Fig. 5 – Santa Venera, Acireale, Chiesa di San Raffaele, 1790-94.
Fig. 6 – Venere, Marte e Cupido, 1798-99, proprietà privata

Da Barbera: “Negli anni tra il 1797 e il 1798 il D. partecipò ai lavori di adattamento della chiesa di S. Benedetto di Catania, coordinati dall’architetto Matteo Battaglia: nei documenti pubblicati dal Dillon (1950), egli viene citato in diversi atti per gli interventi sugli affreschi di Giovanni Tuccari (cancellati nel restauro del 1950) e per i pagamenti relativi a un S. Benedetto già nella sagrestia della chiesa e oggi perduto” [8].

Fig. 7 – L’Anima di Santa Scolastica appare in visione a San Benedetto, 1797-98, Catania, Monastero di San Benedetto

Presso le Benedettine di Catania è stato rintracciato un dipinto che potrebbe essere quello del documento, il cui soggetto più attinente alla raffigurazione è L’Anima di Santa Scolastica appare in visione a San Benedetto (fig. 7); sotto un portico San Benedetto è inginocchiato in contemplazione dell’anima della sorella, Santa Scolastica, che appare fra nuvole in alto a sinistra. Alcuni monaci lo assistono mentre sullo sfondo si nota la campagna e un monastero e in basso a sinistra chiude la composizione un putto che offre da mangiare un pezzo di pane ad un corvo, che è attributo del Santo; da raffronti con la produzione di Desiderato la figura di San Benedetto è quasi sovrapponibile a quella del vecchio in Tobia e l’angelo (fig. 8) della chiesa di San Raffaele ad Acireale, databile al  1794, punto di partenza per il raffronto non solo del San Benedetto, sicuramente successivo dalla documentazione succitata, ma di molte altre tele del Desiderato, che saranno oggetto dei miei prossimi interventi.
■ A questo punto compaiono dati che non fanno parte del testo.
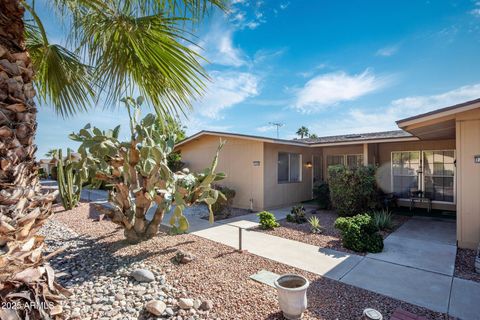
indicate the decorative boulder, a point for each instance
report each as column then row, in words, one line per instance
column 142, row 275
column 156, row 307
column 184, row 257
column 206, row 305
column 185, row 303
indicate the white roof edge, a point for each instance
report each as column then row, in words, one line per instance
column 239, row 136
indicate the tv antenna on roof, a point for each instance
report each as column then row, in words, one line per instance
column 276, row 124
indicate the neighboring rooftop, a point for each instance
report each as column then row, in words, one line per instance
column 357, row 137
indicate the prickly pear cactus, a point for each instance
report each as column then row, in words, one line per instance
column 139, row 174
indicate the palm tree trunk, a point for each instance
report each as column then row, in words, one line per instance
column 25, row 277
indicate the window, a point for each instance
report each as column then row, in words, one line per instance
column 289, row 167
column 439, row 169
column 354, row 160
column 405, row 166
column 350, row 160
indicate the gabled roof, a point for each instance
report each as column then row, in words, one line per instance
column 461, row 107
column 384, row 136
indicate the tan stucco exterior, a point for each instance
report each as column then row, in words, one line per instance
column 282, row 194
column 447, row 130
column 236, row 161
column 468, row 179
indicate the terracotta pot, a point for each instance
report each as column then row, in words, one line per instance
column 292, row 295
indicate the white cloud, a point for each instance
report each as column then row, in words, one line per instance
column 331, row 88
column 226, row 90
column 218, row 48
column 265, row 128
column 387, row 51
column 381, row 119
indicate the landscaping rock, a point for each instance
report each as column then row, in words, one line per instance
column 184, row 257
column 206, row 305
column 143, row 275
column 185, row 303
column 156, row 307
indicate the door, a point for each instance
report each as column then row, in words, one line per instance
column 317, row 168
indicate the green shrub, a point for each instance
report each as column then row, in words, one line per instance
column 174, row 161
column 297, row 214
column 321, row 193
column 359, row 233
column 267, row 220
column 223, row 207
column 352, row 190
column 315, row 226
column 382, row 219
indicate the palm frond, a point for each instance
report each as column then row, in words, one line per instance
column 61, row 78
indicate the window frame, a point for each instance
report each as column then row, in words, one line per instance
column 300, row 167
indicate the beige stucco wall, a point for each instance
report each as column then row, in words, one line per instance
column 383, row 156
column 468, row 179
column 236, row 161
column 282, row 194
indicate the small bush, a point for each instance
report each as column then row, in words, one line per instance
column 321, row 193
column 223, row 207
column 315, row 226
column 174, row 161
column 297, row 214
column 359, row 233
column 267, row 220
column 383, row 219
column 352, row 190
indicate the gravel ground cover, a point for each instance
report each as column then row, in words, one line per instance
column 465, row 265
column 219, row 274
column 330, row 236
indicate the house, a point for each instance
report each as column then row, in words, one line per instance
column 437, row 152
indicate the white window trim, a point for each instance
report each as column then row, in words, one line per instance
column 300, row 169
column 421, row 182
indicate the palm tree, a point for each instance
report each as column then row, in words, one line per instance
column 128, row 45
column 302, row 132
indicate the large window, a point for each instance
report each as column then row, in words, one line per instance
column 432, row 172
column 350, row 160
column 439, row 169
column 405, row 166
column 289, row 167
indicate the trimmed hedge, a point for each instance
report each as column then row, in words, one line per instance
column 267, row 220
column 359, row 233
column 352, row 190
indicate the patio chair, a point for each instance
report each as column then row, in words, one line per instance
column 419, row 196
column 401, row 314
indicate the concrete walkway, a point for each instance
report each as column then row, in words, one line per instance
column 416, row 265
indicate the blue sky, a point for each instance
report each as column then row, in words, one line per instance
column 334, row 66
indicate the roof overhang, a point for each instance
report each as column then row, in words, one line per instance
column 240, row 136
column 290, row 142
column 437, row 124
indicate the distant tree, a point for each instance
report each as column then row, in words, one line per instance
column 303, row 132
column 173, row 125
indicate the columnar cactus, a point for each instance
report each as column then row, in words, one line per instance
column 70, row 178
column 139, row 174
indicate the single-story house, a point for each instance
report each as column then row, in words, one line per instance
column 437, row 152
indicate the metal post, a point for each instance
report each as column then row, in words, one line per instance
column 240, row 239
Fig. 8 – raffronto con Tobia e l’Angelo, 1794 ca., Acireale, Chiesa di San Raffaele
Fig. 8 – Raffronto con Tobia e l’Angelo, 1794 ca., Acireale, Chiesa di San Raffaele

Maria BUSACCA (con la collaborazione di Pietro FRESTA) (foto d. a.) 20 Luglio 2025

NOTE

[1] Per la bibliografia precedente su Matteo Desiderato vedi sezione dedicata in: G. Barbera, ad vocem in DBI, Volume 39 (1991); Leda Vasta, Un affresco di Matteo Desiderato nella chiesa di Nostra Signora dei Raccomandati di Acireale in: Agorà, nn. 85-86 /2023; Claudio Parisi, Matteo Desiderato a Scordia, in Palazzo Vecchio, nel 1817 in: Agorà, nn. 87-90/2024, pp. 20-27
[2] Secondo il Gallo (A. Gallo, Notizie di pittori e mosaicisti sicil. ed esteri che operarono in Sicilia (sec. XIX), ff. 782-789)
[3] “non si sa per qual dio, per non rivederla mai più” (Gallo, cit., f. 782)
[4] Allievi della sua scuola di pittura furono alcuni fra i nomi più fecondi nell’ambito catanese, quali Sebastiano Lo Monaco, Luigi Montalto, Maria Ferro Vaccaro, Antonio Pennisi, Olivio Sozzi junior, Giuseppe Gandolfo e Giuseppe Rapisardi, che del maestro dimostrano di aver assimilato la vigoria del disegno e l’esattezza della figura
[5] Corso coordinato dal Prof. Umberto Baldini sotto la Presidenza del Prof. Carlo Ludovico Ragghianti
[6] Corso affidato e coordinato dal Prof. Alessandro Conti e dai restauratori Guglielmo Galli, Camillo Tarozzi, Ernesto Tucciarelli
[7] Cfr. Salvatore Mercadante, scheda VII.13  in “Il museo diocesano”, catalogo, p. 124-125
[8] Vedi G. Barbera, ad vocem.

Bibliografia

  1. Ripa, Iconologia, ouero Descrittione d’imagini delle virtù, vitij, affetti, passioni humane, corpi celesti, mondo e sue parti. Opera di Cesare Ripa perugino caualiere de’ santi Mauritio & Lazaro…, in Padoua: per Pietro Paolo Tozzi: nella stamparia del Pasquati, 1611
  2. Gallo, Notizie di pittori e mosaicisti sicil. ed esteri che operarono in Sicilia (sec. XIX), ff. 782-789
  3. Policastro, Catania nel Settecento: costumi, architettura, scultura, pittura, musica, Torino, Soc. editrice internazionale, 1950
  4. Siracusano, Su alcuni bozzetti catanesi inediti del Settecento, in Quaderni dell’Ist. di storia dell’arte mediev. e moderna d. Facoltà di lettere e filosofia d. Università di Messina, 1983-84, nn. 7-8, pp. 52 s.; Id., La pittura del Settecento in Sicilia, Roma 1986, pp. 139, 193, 245, 318, 374 ss.
  5. Barbera, Desiderato Matteo, in DBI, Volume 39 (1991)
  6. Sarullo, Dizionario degli artisti siciliani, Vol. II, Pittura, Palermo, 1991, voce di L. G.
  7. Claudio Parisi, Matteo Desiderato a Scordia, in Palazzo Vecchio, nel 1817 in: Agorà, nn. 87-90/2024, pp. 20-27
  8. Vito Bonanno, Memorie storiche di Regalbuto, s. d., s.l.